As it is, a standalone ldb is pretty much unusable with something like: /usr/local/include/ldb.h:50:20: error: talloc.h: No such file or directory /usr/local/include/ldb.h:51:20: error: tevent.h: No such file or directory If ldb.h requires its own version of talloc.h and tevent.h, and the APIs themselves could very have changed between the internal version and the system one, I imagine there could very well be conflicts. Shouldn't it have everything it needs from there declared in 'ldb.h' or 'ldb/*.h', with an ldb_ prefix for every name?

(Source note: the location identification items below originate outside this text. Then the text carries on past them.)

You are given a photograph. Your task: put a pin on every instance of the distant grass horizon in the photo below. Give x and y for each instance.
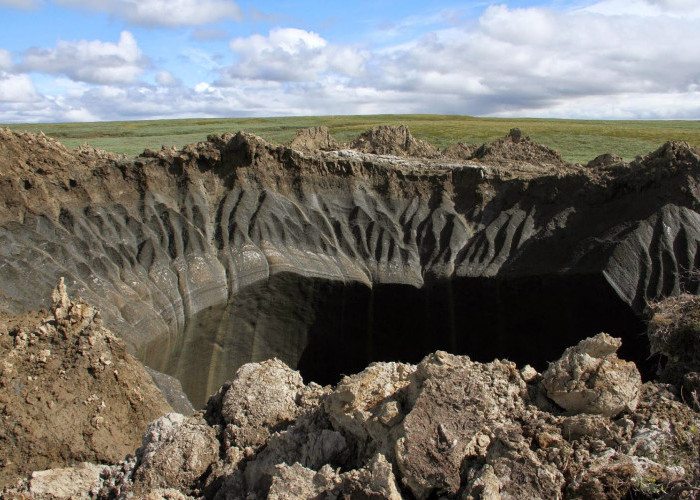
(577, 140)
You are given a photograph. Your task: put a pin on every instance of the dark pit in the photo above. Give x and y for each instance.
(326, 329)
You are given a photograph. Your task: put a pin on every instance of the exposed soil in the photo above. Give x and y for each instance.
(69, 391)
(164, 242)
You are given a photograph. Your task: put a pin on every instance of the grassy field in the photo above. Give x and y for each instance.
(577, 140)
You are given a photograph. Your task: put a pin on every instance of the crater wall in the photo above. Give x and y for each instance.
(169, 242)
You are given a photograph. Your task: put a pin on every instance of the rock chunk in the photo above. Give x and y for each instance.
(261, 399)
(392, 140)
(314, 139)
(176, 453)
(437, 438)
(69, 391)
(590, 378)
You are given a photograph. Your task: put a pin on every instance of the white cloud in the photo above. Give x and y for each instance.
(5, 60)
(290, 54)
(167, 79)
(89, 61)
(646, 8)
(17, 89)
(168, 13)
(21, 4)
(587, 63)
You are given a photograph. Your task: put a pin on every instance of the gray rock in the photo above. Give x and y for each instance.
(589, 378)
(177, 451)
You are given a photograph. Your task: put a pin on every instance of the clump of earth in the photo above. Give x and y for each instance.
(145, 251)
(587, 427)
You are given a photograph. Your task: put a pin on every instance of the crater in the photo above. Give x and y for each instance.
(234, 250)
(327, 328)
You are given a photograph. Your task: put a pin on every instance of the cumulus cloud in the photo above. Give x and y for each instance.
(167, 13)
(89, 61)
(17, 89)
(290, 54)
(167, 79)
(21, 4)
(5, 60)
(591, 62)
(208, 34)
(528, 60)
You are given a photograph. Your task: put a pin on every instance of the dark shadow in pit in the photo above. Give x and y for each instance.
(527, 320)
(328, 328)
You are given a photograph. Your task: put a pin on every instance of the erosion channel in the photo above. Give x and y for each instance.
(332, 256)
(327, 329)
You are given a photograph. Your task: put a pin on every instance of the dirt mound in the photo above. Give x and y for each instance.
(69, 392)
(516, 148)
(392, 140)
(605, 160)
(460, 151)
(314, 139)
(674, 333)
(447, 427)
(671, 155)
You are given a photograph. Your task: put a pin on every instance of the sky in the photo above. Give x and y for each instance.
(98, 60)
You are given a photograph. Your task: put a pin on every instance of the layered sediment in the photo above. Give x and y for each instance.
(235, 250)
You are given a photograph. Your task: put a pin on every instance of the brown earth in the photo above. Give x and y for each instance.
(69, 392)
(160, 241)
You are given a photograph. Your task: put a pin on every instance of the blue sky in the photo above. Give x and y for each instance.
(93, 60)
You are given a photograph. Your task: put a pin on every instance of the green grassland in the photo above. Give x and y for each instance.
(577, 140)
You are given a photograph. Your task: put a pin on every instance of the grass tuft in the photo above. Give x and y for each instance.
(577, 140)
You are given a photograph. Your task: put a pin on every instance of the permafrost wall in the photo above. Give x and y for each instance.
(235, 250)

(In reply to comment #4) > As it is, a standalone ldb is pretty much unusable with something like: > /usr/local/include/ldb.h:50:20: error: talloc.h: No such file or directory > /usr/local/include/ldb.h:51:20: error: tevent.h: No such file or directory The "standalone" in ldb mainly means that it can be compiled independently of Samba, not that it does not have dependencies. It still requires talloc, tdb and tevent to be installed. > If ldb.h requires its own version of talloc.h and tevent.h, and the APIs > themselves could very have changed between the internal version and the system > one, I imagine there could very well be conflicts. The version of talloc/tevent/tdb that ldb includes is always a snapshot from the upstream git repository, there are no additional changes. However, ldb does depend on a minimum version of one of the other libraries.
Regardless of whether we want to support installing talloc/tdb/tevent from the standalone ldb build, I think we should for now: * print a warning during configure to say that ldb won't be installable if we couldn't find certain libraries * error out during "make install" if the other libraries aren't installed
My personal preference would be for ldb to never build with private versions by default, but require external dependencies, with an override in case someone *really* want the private libs for some reason. After all if you are going to build ldb standalone you already understand you want the library on its own so you should be able to handle a few dependencies.
(In reply to comment #7) > My personal preference would be for ldb to never build with private versions by > default, but require external dependencies, with an override in case someone > *really* want the private libs for some reason. After all if you are going to > build ldb standalone you already understand you want the library on its own so > you should be able to handle a few dependencies. FWIW, that would be my preference too. We do have to worry about the build farm though, and that currently doesn't handle dependencies like this so we can't rip that out just yet.
(In reply to comment #8) > (In reply to comment #7) > > My personal preference would be for ldb to never build with private versions by > > default, but require external dependencies, with an override in case someone > > *really* want the private libs for some reason. After all if you are going to > > build ldb standalone you already understand you want the library on its own so > > you should be able to handle a few dependencies. > FWIW, that would be my preference too. We do have to worry about the build farm > though, and that currently doesn't handle dependencies like this so we can't > rip that out just yet. Yes the build farm would be one of those users that "*really* want the private libs for some reason", but it should use a switch to activate that behaviour, it shouldn't be the default.
Any news here?
I close this since there have not been any news for a while.